Der Bagger kommt nicht wieder

  • Brauchen die Anwendungen wirklich weit über 1Gbit/s? Glasfaser wird oft dem Kupfer gegenüber gestellt. Kupfer ist aber nicht gleich Kupfer. Bei DSL ist bei 250 Mbit/s Schluss, bei Kabel geht dagegen 1 Gbit/s, sogar in unserem Kleinstadt. Und DOCSIS 4.0 gibt es theoretisch auch, die Frage ob Vodafone in diesen Einsteigen will bleibt offen.

    Idealerweise würde Glasfaser nur dort aufgebaut, wo es nur DSL gibt, am besten sogar nur in schlechtem Ausführung. Ich und andere in Kabelgebieten könnten warten. So wird man teilweise genötigt in eine neue Technologie viel zu früh einzusteigen.

  • Kabelinternet hat, wenn es nur bis zum nächsten Verteilerkasten geht, was ja mittlerweile überwiegend der Fall ist, aktuell nur einen einzigen wirklichen Nachteil gegenüber Glasfaser und das ist die Bandbreite für den Upload. 50 MBit/s bei einem 1.000 MBit/s Anschluss sind einfach nur lächerlich. Der zweite Nachteil, nämlich die massive Überbuchung in einem Segment, ist hausgemacht und könnte mit hohen Investitionskosten relativ leicht behoben werden. Hier sind wir schon fast flächendeckend bei FTTC angekommen.

    Die Glasfaser beim Kabelinternetanschluss ist mittlerweile so nah am Kunden dran, noch näher und wir hätten einen typischen FTTB Anschluss, wo die Inhausverkabelung mit Kupfer ausgeführt wird.

    ABER Glasfaser im Haus oder in der Wohnung zu haben hat natürlich, mit Blick auf die Zukunft gesehen, das wesentlich größere Potential und wird auch die Technik der Zukunft sein. Aktuell jedoch gibt es nur den großen Nachteil beim Upload gegenüber Kabelinternet.

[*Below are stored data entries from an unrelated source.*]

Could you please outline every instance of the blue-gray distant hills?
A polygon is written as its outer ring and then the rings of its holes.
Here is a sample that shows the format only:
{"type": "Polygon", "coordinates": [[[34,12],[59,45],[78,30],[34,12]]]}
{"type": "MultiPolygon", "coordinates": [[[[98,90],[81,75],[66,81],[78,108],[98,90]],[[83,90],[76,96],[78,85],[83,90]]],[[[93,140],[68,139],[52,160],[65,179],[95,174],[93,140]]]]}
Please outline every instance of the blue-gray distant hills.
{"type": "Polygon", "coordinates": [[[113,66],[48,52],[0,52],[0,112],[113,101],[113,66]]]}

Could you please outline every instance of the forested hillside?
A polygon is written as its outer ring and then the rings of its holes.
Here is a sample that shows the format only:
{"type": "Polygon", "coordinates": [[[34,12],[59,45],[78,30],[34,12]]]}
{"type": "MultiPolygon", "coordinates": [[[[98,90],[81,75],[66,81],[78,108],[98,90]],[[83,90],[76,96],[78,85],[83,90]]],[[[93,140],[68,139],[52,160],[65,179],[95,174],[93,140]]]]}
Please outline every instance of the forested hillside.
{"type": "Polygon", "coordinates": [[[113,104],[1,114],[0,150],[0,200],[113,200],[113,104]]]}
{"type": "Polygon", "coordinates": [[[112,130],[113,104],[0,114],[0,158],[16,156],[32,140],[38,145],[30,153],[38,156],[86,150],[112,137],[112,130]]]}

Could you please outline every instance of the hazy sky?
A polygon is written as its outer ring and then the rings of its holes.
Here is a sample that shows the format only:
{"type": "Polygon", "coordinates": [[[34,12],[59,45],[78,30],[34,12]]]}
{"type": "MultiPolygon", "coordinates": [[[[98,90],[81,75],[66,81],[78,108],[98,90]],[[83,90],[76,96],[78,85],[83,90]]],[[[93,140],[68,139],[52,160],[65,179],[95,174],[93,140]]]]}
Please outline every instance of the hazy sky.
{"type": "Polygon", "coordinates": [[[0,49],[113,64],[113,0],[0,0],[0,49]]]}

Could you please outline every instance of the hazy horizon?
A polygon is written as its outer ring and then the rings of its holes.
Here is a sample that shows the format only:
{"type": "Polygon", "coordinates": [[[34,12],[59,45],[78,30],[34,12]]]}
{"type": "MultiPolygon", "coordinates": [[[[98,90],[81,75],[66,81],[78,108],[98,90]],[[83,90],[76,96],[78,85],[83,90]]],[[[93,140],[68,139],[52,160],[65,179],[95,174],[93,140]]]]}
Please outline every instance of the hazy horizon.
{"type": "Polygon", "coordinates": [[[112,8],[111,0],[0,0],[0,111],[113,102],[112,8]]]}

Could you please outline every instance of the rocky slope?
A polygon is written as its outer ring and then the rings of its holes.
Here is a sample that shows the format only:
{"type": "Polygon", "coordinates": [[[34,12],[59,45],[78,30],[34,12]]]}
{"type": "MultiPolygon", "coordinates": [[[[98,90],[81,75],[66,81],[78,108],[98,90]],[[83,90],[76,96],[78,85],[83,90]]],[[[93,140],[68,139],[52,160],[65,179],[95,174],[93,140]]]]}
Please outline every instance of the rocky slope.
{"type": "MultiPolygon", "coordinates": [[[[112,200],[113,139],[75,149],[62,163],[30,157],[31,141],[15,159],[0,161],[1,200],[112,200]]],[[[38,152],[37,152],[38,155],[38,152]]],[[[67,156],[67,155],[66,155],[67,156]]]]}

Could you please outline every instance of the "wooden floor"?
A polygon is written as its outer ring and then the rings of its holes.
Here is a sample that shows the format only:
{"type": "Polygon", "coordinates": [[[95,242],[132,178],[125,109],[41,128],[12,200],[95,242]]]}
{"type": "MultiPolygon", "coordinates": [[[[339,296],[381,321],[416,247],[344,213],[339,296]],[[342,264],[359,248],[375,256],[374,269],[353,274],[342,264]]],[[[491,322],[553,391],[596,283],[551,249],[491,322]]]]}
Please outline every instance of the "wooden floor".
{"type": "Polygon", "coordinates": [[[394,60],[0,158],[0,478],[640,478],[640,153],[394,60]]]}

Wer den nicht braucht, der fragt sich momentan zu Recht, warum er denn wechseln sollte.

    Klar, die Provider haben jetzt große Investitionskosten beim Ausbau, vor allem wenn dieser Eigenwirtschaftlich erfolgt, aber im Grunde genommen müsste der Tarifpreis für einen Gigabit Anschluss bei 40-50 € pro Monat liegen (mit 500 oder 1.000 MBit/s Upload), damit dieser für die Masse interessanter wird und nicht nur für diejenigen, die jetzt schon das zukünftige Potential von Glasfaseranschlüssen sehen. Langsamere Tarife müssten preislich natürlich dementsprechend unterhalb der 40-50 € Grenze liegen.

    xDSL sehe ich schon längst auf dem Abstellgleis, der Zug braucht nur noch ein wenig, bis er am Ende angelangt ist und still steht.

    Schöne Grüße
    Thomas

    Internet/Netzwerk: Fritzbox 5590 Fiber, E.ON Highspeed 1000/500, natives IPv4
    und IPv6 Dual Stack, MikroTik CRS309-1G-8S+IN, MikroTik CRS305-1G-4S+IN
  • Tipp: Jetzt kostenlos registrieren, mitmachen und das Forum ohne Werbebanner nutzen.
  • Bei uns wurden auch Reihenhäuser mit Gf erschlossen, die eine Coax-Kabel Anbindung hatten. Nicht erschlossen wurden die typischen 6-8 Stockwerke hohen Mehrfamilienhäuser (ebenfalls Coax-Kabel bereits vorhanden), das lag sicher im Wesentlichen an den monetären Interessen der Vermieter und den erhöhten Brandschutzvorschriften. Interesse der Mieter war schon da, allerdings spielt das ja keine Rolle.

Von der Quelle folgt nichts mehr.